Professionalizing advocacy
Coalition partners and a persuasive argument can win a policy war in New York, but resources help. To that end, Open New York is trying to close the financial chasm with groups like Berman’s. It completed its first real fundraising drive in October, banking $70,000 in cash — a paltry sum for a citywide group and less than half of Berman’s salary, but enough to start advertising for an executive director (target salary: $80,000 to $90,000). Membership dues are also in the works.
The group plans to register as a 501(c)4 social welfare organization, which allows participation in political campaigns. It sent questionnaires to 2021 candidates for mayor and other offices and in mid December issued its first endorsements, backing eight City Council contenders, including Sanchez. On Dec. 29, the group hosted a virtual Q & A with mayoral contender Kathryn Garcia.
To its detractors, Open New York remains a conundrum. Most assume it is a tentacle of the real estate lobby and motivated by principal, not principle.

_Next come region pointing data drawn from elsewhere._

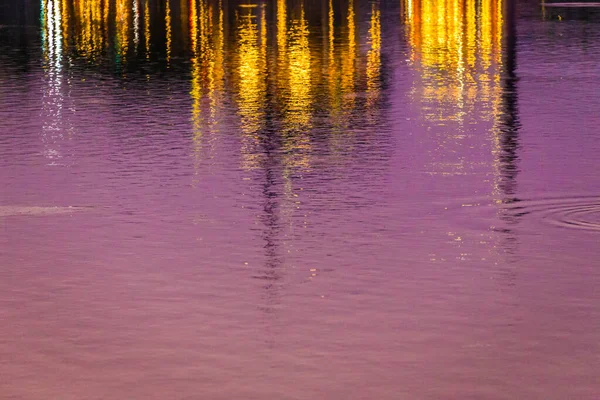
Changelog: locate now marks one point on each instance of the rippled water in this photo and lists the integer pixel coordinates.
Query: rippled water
(299, 200)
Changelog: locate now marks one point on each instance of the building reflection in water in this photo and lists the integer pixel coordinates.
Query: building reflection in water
(293, 87)
(54, 23)
(465, 53)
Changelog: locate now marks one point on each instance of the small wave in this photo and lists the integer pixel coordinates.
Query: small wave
(574, 213)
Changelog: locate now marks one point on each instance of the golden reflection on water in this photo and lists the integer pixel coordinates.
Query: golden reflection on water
(456, 47)
(251, 76)
(299, 74)
(122, 30)
(459, 49)
(168, 29)
(206, 35)
(374, 57)
(52, 19)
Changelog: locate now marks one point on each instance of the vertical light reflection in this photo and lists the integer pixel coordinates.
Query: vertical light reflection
(91, 27)
(53, 98)
(456, 55)
(299, 104)
(168, 29)
(147, 29)
(374, 57)
(207, 41)
(349, 62)
(122, 16)
(136, 23)
(251, 73)
(464, 53)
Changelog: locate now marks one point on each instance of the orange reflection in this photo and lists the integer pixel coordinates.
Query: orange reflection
(207, 71)
(251, 74)
(374, 57)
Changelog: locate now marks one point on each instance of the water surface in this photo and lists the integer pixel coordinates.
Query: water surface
(299, 200)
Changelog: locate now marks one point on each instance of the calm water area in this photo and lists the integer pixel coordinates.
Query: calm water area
(299, 199)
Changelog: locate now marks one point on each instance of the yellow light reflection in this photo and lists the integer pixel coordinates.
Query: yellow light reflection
(251, 83)
(455, 46)
(122, 16)
(147, 29)
(300, 85)
(374, 57)
(168, 28)
(53, 98)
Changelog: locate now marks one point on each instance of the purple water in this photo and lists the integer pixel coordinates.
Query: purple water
(299, 200)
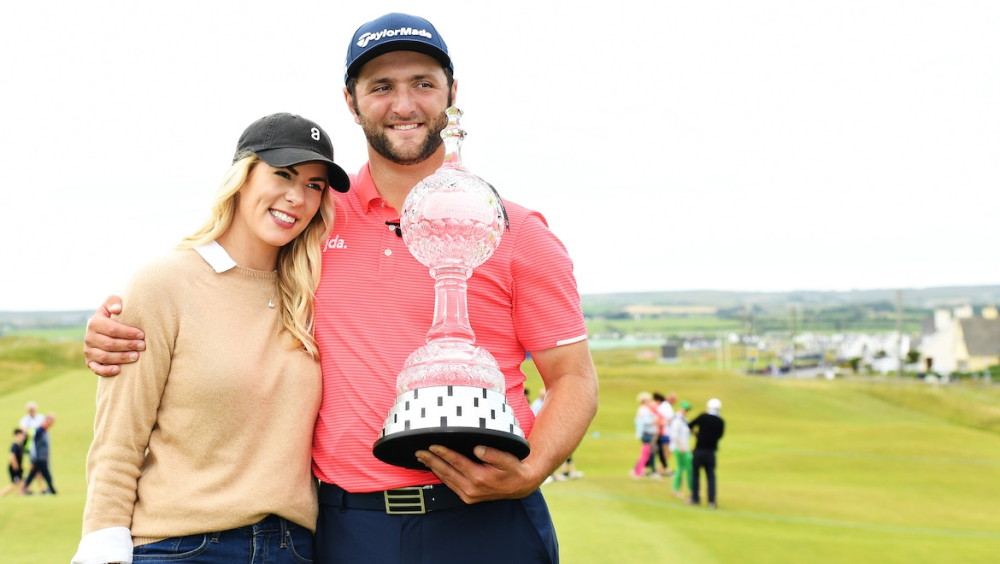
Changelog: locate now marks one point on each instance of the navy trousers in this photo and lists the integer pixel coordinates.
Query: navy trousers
(495, 532)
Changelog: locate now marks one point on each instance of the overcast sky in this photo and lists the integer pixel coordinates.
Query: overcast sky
(731, 145)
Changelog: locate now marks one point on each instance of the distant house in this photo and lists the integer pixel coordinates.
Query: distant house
(964, 344)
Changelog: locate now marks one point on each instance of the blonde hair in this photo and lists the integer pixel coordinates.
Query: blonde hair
(299, 262)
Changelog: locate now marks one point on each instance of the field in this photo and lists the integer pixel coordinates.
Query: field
(809, 471)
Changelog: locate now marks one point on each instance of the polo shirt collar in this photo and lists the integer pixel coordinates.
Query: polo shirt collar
(365, 188)
(216, 256)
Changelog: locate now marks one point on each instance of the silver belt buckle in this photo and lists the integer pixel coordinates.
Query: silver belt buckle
(405, 501)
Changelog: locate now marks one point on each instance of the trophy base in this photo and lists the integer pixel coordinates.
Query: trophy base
(399, 449)
(457, 417)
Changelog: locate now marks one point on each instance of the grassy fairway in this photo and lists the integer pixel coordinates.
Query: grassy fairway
(809, 471)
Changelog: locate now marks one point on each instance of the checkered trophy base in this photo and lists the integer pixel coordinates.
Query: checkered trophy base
(456, 417)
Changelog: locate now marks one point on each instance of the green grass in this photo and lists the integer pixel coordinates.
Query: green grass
(809, 471)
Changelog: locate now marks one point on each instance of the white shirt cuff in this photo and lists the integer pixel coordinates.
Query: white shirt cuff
(104, 546)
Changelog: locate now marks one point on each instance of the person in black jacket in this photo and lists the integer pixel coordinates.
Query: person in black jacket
(708, 427)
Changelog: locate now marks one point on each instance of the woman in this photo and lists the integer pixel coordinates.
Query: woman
(647, 430)
(202, 453)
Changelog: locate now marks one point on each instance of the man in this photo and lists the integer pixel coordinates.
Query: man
(374, 306)
(680, 445)
(708, 427)
(30, 423)
(40, 457)
(664, 407)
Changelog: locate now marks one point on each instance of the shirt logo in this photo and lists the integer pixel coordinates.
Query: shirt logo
(368, 36)
(335, 243)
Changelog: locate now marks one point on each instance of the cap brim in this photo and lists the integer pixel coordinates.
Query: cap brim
(397, 45)
(336, 177)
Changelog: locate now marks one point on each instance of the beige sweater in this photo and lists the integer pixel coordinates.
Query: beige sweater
(212, 428)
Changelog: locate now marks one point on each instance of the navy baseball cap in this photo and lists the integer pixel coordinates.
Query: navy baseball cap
(394, 32)
(284, 139)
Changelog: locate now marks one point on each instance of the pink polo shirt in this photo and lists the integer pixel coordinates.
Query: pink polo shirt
(375, 304)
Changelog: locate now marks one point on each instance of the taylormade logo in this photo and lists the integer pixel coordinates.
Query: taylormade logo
(368, 37)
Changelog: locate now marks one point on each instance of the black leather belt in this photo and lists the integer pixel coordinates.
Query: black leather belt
(401, 501)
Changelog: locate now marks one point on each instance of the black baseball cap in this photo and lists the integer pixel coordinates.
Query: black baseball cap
(285, 139)
(394, 32)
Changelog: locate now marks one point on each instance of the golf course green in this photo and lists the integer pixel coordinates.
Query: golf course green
(809, 470)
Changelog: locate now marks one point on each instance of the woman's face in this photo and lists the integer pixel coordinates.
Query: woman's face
(274, 206)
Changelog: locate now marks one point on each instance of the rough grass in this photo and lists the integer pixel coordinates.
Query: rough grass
(809, 471)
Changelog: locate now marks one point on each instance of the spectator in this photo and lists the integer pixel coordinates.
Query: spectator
(647, 430)
(40, 457)
(680, 445)
(709, 428)
(14, 466)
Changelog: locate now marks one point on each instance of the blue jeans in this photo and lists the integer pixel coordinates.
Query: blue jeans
(272, 541)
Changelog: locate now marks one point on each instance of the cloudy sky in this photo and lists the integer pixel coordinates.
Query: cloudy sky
(769, 145)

“It has to be connected to developers,” said Almeida, the Gowanus activist. Berman believes that Open New York, as much as it claims to care about housing, shills for developers who would build retail space. (Berman’s preservation group does have a connection to brokers, helping them meet licensing requirements through courses about historical preservation.)

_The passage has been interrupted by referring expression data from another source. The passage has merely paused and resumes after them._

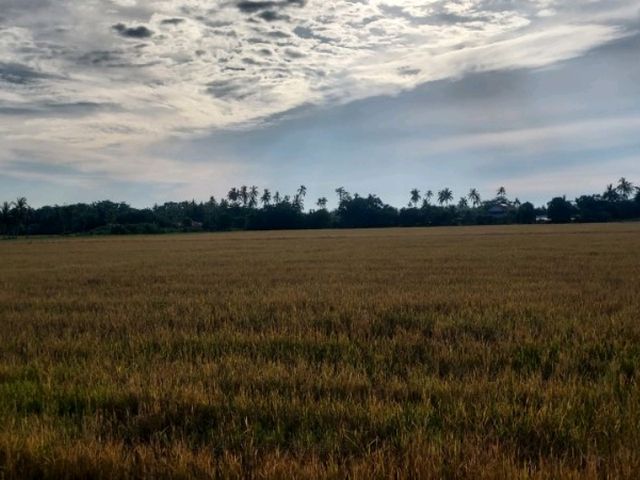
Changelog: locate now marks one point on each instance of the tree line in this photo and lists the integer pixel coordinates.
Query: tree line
(248, 208)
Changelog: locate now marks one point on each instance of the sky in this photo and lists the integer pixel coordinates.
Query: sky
(147, 101)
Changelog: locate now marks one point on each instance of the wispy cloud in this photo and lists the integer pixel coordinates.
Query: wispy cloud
(96, 83)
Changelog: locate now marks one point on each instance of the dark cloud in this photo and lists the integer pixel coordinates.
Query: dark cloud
(172, 21)
(20, 74)
(306, 33)
(252, 6)
(271, 16)
(132, 32)
(73, 109)
(409, 71)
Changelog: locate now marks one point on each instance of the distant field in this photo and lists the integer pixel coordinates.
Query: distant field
(420, 353)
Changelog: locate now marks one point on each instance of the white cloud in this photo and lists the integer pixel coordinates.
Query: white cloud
(210, 65)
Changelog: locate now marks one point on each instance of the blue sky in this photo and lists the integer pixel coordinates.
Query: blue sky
(148, 101)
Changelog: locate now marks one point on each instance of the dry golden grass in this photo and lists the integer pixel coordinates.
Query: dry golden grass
(499, 352)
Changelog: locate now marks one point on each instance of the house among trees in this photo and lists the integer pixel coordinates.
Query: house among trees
(499, 211)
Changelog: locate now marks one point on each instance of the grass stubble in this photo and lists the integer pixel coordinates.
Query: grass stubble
(482, 352)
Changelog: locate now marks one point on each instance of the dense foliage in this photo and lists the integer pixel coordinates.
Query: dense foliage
(454, 353)
(245, 208)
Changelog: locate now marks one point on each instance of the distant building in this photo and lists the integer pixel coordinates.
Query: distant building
(499, 211)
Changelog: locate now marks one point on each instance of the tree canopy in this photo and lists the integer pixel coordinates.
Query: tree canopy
(245, 208)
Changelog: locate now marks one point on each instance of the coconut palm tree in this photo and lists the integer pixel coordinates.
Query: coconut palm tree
(415, 197)
(20, 212)
(253, 196)
(611, 194)
(266, 197)
(233, 195)
(624, 188)
(322, 203)
(5, 217)
(428, 196)
(474, 197)
(298, 199)
(445, 196)
(244, 195)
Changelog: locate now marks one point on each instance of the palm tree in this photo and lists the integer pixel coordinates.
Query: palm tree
(428, 196)
(474, 197)
(20, 212)
(322, 203)
(610, 194)
(5, 217)
(298, 199)
(244, 195)
(415, 197)
(445, 196)
(233, 195)
(266, 197)
(624, 188)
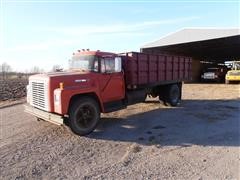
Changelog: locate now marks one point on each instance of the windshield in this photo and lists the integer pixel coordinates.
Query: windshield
(84, 62)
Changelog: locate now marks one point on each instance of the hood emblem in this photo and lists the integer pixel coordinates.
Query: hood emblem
(81, 80)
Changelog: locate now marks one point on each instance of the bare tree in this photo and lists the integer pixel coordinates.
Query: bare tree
(5, 70)
(56, 68)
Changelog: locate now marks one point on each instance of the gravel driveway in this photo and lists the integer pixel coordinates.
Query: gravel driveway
(198, 140)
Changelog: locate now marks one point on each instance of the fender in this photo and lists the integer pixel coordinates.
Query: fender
(62, 98)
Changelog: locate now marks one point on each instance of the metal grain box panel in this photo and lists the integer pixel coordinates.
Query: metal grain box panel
(143, 69)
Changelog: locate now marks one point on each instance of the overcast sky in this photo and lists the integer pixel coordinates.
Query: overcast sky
(44, 33)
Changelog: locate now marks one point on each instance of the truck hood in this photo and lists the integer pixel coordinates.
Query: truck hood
(68, 78)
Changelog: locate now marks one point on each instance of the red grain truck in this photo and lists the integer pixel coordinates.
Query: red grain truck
(100, 82)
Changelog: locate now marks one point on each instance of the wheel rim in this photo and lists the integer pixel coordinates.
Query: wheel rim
(85, 117)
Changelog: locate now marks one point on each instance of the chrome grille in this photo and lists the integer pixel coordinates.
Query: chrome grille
(234, 73)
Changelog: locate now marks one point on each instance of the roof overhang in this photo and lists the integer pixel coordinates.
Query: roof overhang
(212, 49)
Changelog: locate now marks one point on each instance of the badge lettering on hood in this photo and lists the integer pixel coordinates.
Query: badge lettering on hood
(81, 80)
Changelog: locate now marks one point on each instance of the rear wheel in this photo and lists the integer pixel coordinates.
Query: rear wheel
(171, 95)
(84, 116)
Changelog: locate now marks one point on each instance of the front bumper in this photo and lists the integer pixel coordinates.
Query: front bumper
(53, 118)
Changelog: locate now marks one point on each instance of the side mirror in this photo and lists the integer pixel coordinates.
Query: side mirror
(118, 64)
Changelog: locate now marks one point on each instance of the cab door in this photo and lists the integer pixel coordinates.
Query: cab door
(112, 85)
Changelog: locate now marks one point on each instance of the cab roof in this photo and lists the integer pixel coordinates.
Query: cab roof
(96, 53)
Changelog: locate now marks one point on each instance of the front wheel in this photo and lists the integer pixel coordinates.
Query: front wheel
(84, 116)
(227, 82)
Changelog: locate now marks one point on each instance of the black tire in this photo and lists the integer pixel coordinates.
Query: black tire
(84, 116)
(171, 95)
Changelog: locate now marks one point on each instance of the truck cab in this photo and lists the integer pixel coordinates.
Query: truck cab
(95, 77)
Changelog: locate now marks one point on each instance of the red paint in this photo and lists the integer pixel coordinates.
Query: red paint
(138, 69)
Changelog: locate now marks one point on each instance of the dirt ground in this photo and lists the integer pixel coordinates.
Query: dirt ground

But Kathryn Wylde, president and CEO of the business organization Partnership for New York City, cautioned that people should not leap to conclusions. “Groups can represent the interests of people you wouldn’t expect,” she said, alluding to Open New York and perhaps her own entity. “That happens sometimes in New York.”

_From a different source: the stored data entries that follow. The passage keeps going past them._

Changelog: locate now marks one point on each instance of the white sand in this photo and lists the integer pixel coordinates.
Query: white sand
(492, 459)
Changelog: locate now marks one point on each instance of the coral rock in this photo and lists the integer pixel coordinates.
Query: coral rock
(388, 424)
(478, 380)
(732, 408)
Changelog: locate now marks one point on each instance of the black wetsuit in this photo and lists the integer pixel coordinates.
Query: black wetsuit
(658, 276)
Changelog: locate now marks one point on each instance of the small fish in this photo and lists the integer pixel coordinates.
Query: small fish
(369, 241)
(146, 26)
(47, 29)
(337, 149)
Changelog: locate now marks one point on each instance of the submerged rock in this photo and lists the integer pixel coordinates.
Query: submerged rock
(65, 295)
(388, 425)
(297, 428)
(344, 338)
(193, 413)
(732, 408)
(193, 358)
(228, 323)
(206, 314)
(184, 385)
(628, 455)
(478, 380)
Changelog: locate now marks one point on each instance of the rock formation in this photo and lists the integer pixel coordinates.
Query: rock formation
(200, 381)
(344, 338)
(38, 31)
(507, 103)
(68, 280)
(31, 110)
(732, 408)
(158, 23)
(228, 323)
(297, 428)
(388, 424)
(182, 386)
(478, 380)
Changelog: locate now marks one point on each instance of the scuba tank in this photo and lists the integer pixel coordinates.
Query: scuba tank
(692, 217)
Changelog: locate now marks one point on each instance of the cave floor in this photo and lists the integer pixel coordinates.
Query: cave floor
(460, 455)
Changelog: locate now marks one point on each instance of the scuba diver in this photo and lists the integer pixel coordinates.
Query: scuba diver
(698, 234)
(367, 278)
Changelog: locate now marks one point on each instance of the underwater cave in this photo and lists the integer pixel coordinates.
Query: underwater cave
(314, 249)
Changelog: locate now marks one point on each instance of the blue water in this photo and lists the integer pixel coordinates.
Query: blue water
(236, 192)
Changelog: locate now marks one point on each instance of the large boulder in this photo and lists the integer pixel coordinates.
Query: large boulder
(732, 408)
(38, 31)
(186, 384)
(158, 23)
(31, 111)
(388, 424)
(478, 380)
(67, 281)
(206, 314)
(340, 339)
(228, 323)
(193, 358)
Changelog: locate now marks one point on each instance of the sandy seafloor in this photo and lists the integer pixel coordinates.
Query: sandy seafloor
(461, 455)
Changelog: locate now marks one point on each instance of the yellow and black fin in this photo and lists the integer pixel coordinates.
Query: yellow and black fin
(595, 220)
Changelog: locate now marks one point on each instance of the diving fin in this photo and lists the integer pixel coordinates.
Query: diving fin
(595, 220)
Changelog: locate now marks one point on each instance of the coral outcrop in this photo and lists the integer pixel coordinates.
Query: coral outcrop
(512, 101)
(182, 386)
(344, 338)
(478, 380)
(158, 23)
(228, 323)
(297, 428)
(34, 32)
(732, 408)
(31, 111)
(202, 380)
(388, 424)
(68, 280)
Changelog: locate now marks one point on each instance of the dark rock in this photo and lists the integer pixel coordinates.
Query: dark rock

One founder of the group, Ben Carlos Thypin, does come from a real estate family. After the 2007 financial crash, Thypin started a distressed assets data firm and became an industrial broker. For the fledgling pro-housing group, he said, a question arose: Who would fund it?
“The easiest thing would have been for Open New York to harvest my contacts in real estate,” Thypin said. “But we decided against it.”
Thypin stepped away from the group as other leaders emerged. Today a recusal policy mitigates conflicts of interest among real estate professionals who join.
“Let’s make something very clear,” said board member Kyle Dontoh, 26. “We don’t take any money from real estate lobbyists, REBNY, or developers who are working on projects we advocate for.”
A spokesperson for the Real Estate Board of New York said it has not worked with Open New York and does not know how it operates.
Thypin said unlike Open New York, the industry is actually divided over new development. Limiting new housing increases prices, benefiting property owners and brokers. “Brokers are not the most civically engaged people,” Thypin said.
There is no apparent division in Open New York, with its resolute support for adding housing in high-opportunity areas. In addition to the Soho and Gowanus rezonings, the group has advocated for 80 Flatbush Avenue, a mixed-use skyscraper at the edge of Boerum Hill that was approved in 2018; Haven Green, a controversial senior affordable housing development in Nolita; and 250 Water Street, which would bring affordable apartments to the South Street Seaport.
Almeida calls rezoning a “neoliberal” approach, but Thomas sees it as a throttle to speed the creation of housing.
“Rezoning is a tool the city has,” said Thomas. “It’s imperfect, but we recognize it’s also very effective.”
The next nine months or so will reveal whether the same can be said for Open New York.